L’Attention et la Concentration à l
Dans un monde où les notifications et les distractions...
Votre mot de passe circule peut-être déjà sur le dark web sans que vous le sachiez. En juin 2025, une compilation baptisée “RockYou2024” a exposé 16 milliards d’identifiants volés, suivie en janvier 2026 par une nouvelle fuite touchant 149 millions de comptes Gmail, Facebook et Netflix. Le problème ? Ces bases de données sont désormais accessibles à n’importe quel cybercriminel doté d’un minimum de compétences techniques. Vérifier si votre mot de passe a fuité n’est plus une option, c’est une nécessité. Je me souviens d’un ami qui pensait que son vieux mot de passe de forum de 2018 était inoffensif… jusqu’à ce qu’il découvre qu’on avait tenté d’accéder à son compte PayPal avec ces mêmes identifiants.

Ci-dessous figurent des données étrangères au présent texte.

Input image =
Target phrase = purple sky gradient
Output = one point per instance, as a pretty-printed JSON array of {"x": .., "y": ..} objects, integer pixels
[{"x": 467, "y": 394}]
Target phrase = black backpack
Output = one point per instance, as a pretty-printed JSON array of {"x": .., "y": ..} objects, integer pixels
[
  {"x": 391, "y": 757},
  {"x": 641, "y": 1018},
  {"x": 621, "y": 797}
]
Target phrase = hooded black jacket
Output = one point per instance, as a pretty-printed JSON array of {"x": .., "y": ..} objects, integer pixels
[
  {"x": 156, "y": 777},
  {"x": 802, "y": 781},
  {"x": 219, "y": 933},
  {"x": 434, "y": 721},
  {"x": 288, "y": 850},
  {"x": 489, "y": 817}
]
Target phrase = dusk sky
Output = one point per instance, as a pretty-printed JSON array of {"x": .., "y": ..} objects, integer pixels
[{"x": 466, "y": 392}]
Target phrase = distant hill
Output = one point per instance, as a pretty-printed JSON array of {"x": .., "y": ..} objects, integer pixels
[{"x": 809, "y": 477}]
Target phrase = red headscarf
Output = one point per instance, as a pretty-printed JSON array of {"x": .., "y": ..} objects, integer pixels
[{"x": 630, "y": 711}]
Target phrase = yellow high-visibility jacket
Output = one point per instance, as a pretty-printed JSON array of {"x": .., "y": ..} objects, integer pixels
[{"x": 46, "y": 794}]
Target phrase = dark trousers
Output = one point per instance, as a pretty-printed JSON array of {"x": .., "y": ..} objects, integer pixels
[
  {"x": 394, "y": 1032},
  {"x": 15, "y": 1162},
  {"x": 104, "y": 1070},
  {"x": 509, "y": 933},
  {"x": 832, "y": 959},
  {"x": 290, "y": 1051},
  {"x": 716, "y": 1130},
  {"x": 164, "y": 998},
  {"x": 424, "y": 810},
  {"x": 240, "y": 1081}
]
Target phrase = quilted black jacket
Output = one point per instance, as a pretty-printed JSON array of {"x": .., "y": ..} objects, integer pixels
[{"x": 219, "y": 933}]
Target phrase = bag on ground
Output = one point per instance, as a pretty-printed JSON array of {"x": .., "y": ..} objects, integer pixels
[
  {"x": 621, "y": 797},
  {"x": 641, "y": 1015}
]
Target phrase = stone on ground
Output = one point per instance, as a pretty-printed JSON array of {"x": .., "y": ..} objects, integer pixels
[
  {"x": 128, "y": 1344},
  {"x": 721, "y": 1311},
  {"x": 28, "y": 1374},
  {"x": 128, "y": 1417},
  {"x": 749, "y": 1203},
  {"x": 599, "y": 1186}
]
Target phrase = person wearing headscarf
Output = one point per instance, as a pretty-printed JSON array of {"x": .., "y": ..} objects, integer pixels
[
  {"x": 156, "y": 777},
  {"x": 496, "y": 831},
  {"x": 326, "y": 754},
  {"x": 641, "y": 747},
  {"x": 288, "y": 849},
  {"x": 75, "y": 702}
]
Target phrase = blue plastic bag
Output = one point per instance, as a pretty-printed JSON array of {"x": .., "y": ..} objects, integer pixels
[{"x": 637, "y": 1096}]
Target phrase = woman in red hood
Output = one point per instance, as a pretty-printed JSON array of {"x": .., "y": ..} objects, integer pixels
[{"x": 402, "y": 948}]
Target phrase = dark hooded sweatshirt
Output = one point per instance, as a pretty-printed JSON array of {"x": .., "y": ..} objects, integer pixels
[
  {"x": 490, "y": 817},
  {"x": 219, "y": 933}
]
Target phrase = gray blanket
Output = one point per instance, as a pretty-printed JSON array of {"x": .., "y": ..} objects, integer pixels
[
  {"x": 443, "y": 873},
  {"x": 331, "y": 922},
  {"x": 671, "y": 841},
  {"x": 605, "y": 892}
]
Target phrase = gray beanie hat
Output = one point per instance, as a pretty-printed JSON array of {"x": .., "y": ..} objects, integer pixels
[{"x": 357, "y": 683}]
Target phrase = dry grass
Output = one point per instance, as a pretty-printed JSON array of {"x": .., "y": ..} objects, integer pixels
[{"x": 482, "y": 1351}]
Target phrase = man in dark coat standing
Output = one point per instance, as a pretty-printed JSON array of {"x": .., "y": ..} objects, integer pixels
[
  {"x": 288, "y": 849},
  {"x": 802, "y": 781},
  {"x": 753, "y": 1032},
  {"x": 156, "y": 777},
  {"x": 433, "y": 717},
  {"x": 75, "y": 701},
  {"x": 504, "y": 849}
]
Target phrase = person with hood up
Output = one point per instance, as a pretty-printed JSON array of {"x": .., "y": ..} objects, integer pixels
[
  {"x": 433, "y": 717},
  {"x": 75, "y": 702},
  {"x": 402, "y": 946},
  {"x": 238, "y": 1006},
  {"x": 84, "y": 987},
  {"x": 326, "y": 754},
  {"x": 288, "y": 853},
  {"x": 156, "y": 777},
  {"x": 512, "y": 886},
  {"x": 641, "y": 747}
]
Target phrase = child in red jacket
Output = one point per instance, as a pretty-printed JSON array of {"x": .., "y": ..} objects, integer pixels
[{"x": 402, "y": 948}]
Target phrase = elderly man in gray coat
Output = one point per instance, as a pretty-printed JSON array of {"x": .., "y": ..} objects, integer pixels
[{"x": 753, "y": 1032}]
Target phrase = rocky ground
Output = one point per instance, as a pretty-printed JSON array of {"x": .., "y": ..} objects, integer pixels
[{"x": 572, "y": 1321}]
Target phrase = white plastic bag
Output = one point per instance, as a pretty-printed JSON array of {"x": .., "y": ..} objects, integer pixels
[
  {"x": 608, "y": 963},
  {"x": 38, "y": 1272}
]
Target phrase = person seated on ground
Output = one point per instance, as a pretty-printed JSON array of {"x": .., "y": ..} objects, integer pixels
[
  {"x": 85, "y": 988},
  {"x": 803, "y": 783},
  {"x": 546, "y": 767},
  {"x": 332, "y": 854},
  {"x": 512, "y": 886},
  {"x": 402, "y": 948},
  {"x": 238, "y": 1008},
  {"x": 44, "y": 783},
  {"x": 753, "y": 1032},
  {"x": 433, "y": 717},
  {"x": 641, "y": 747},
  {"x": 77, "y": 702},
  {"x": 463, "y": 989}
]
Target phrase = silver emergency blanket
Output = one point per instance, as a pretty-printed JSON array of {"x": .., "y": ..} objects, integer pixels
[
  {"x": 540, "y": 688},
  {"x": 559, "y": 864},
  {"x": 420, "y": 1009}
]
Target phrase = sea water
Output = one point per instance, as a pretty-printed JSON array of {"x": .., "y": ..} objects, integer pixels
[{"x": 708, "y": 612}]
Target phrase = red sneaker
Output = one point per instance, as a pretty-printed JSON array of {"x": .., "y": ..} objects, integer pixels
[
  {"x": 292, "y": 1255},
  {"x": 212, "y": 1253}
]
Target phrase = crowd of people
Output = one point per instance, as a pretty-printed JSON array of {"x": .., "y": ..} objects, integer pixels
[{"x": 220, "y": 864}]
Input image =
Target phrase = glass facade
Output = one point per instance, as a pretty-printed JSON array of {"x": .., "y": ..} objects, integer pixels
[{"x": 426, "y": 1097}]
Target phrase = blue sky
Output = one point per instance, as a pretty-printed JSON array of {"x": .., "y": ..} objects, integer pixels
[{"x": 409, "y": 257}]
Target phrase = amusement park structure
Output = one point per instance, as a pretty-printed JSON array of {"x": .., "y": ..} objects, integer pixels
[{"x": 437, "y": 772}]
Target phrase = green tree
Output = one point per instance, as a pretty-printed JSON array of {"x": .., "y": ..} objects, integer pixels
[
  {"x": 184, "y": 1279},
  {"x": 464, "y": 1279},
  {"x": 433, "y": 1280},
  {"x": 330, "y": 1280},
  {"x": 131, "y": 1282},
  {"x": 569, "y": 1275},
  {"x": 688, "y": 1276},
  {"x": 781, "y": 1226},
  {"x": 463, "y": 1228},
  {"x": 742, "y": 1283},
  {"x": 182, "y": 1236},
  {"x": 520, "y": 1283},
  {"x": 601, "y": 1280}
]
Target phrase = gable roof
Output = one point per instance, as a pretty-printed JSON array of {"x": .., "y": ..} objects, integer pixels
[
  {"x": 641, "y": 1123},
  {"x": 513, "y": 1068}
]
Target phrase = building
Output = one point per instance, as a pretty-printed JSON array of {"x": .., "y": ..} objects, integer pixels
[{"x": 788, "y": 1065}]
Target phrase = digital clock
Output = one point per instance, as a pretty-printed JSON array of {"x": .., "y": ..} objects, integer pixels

La bonne nouvelle ? Il existe des outils gratuits et fiables pour savoir immédiatement si vous êtes concerné. Et croyez-moi, mieux vaut le découvrir vous-même que par une notification de votre banque.
Les fuites de mots de passe ne sont pas des événements isolés. Entre 2018 et 2024, des centaines de brèches ont alimenté une gigantesque base de données regroupant des identifiants volés via des malwares, des campagnes de phishing et des bases revendues sur le dark web. Selon l’ANSSI et la CNIL, le danger ne provient pas de la nouveauté de ces fuites, mais de leur centralisation.
Un seul mot de passe compromis peut déclencher un effet domino dévastateur. Les pirates utilisent une technique appelée “credential stuffing” : des scripts automatisés testent des millions de combinaisons “email + mot de passe” sur des milliers de sites simultanément. En 2020, Akamai a recensé 193 milliards de tentatives de ce type, et les données de 2024-2025 montrent que ces attaques représentent désormais 22% de toutes les violations de données.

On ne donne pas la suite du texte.